The Peace Bell is a monument to abolishing nuclear weapons. All who visit are invited to ring the bell. Doing so casts a prayer for world peace. It is a grand structure and the magnanimous bell strikes loudly for everyone in the park to hear. The constant ringing is a welcoming sound.
Origami cranes have come to be synonymous with Hiroshima, signifying the victims of the nuclear weapon that decimated Hiroshima in 1945. Sadako Sasaki was a toddler when the blast hit and by age 9 developed leukemia. She believed if she could fold 1,000 paper cranes her wish to be healed would be granted. When she ran out of oragami paper, she used tissues, napkins, and candy wrappers. She died before she was able to complete the project, and her classmates at school decided to finish the project in her honor. The project has never stopped, and the cranes are housed at the Children’s Monument. It is overpowering and overwhelming to see the vast number of hanging cranes here. Everyone who visits is invited and welcome to bring additional cranes to add to the growing number. Our children had been gifted cranes by passersby and they willingly left them here.
Flame of Peace
19 years after the bomb was dropped, this monument was erected and the flame was lit as a sign to the world that nuclear weapons have no place on the Earth. It will burn until all nuclear weapons have been eliminated. To date, 200 countries have signed the nonproliferation of nuclear weapons treaty.
Cenotaph for Atomic Bomb Victims
The names of every victim of the bombing are inscribed in the cenotaph, either on the day or as a result of later radiation. Names are still being added daily.
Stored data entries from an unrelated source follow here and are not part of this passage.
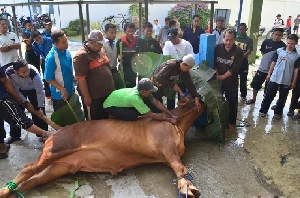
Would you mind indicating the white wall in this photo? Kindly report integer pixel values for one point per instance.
(97, 12)
(269, 11)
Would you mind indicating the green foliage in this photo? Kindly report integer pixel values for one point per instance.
(145, 63)
(217, 107)
(95, 25)
(76, 26)
(184, 14)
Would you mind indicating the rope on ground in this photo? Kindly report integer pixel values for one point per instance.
(243, 123)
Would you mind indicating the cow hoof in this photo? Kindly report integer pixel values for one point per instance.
(192, 191)
(4, 192)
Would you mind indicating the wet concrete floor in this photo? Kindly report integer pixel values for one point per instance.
(262, 159)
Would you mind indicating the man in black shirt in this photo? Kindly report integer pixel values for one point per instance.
(147, 43)
(268, 48)
(228, 60)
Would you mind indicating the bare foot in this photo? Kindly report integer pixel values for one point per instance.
(231, 127)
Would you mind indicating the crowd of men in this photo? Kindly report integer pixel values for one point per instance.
(47, 71)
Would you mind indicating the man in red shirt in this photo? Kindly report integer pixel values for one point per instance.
(289, 24)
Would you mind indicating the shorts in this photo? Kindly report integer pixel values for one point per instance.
(13, 114)
(258, 80)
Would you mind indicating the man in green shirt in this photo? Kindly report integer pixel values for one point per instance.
(128, 103)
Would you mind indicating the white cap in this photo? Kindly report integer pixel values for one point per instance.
(189, 60)
(96, 35)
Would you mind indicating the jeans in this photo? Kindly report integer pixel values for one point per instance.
(271, 93)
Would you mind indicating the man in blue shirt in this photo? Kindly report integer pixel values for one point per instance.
(282, 75)
(192, 34)
(11, 113)
(41, 47)
(48, 26)
(59, 70)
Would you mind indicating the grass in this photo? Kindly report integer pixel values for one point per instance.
(78, 37)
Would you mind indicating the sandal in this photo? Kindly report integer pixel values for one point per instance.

The view through the cenotaph is a perfect vision of the eternal flame lit in front of the Atomic Bomb Dome signifying the full circle of devastation.
The park is a sobering demonstration of the effects of nuclear weapons both as individual monuments and in its entirety. Each piece should be distinguished on its own to paint a picture of the long term effects of war.
►For Kids: The Peace Memorial Park expresses the history of nuclear events in Hiroshima, and the impact they had on so many lives. It also reflects on how these events can and have shaped our future. This place has extremely significant meaning for all mankind and is thoughtfully done as wonderful tribute and can be viewed through the eyes of the young and old alike. Many children died here, so while care should be taken in explaining the events, it should not be shied away from.
From here, a visit to the Peace Memorial Museum and the National Peace Memorial Hall are necessary to understand the full implications of the past and the future.
► Nap-Time Version: The 4 monuments that make up the Peace Memorial Park, including the peace bell, children’s monument, flame of peace and cenotaph. Each has its own story and reason for inclusion. These are honored monuments both to the city, the past, and the future.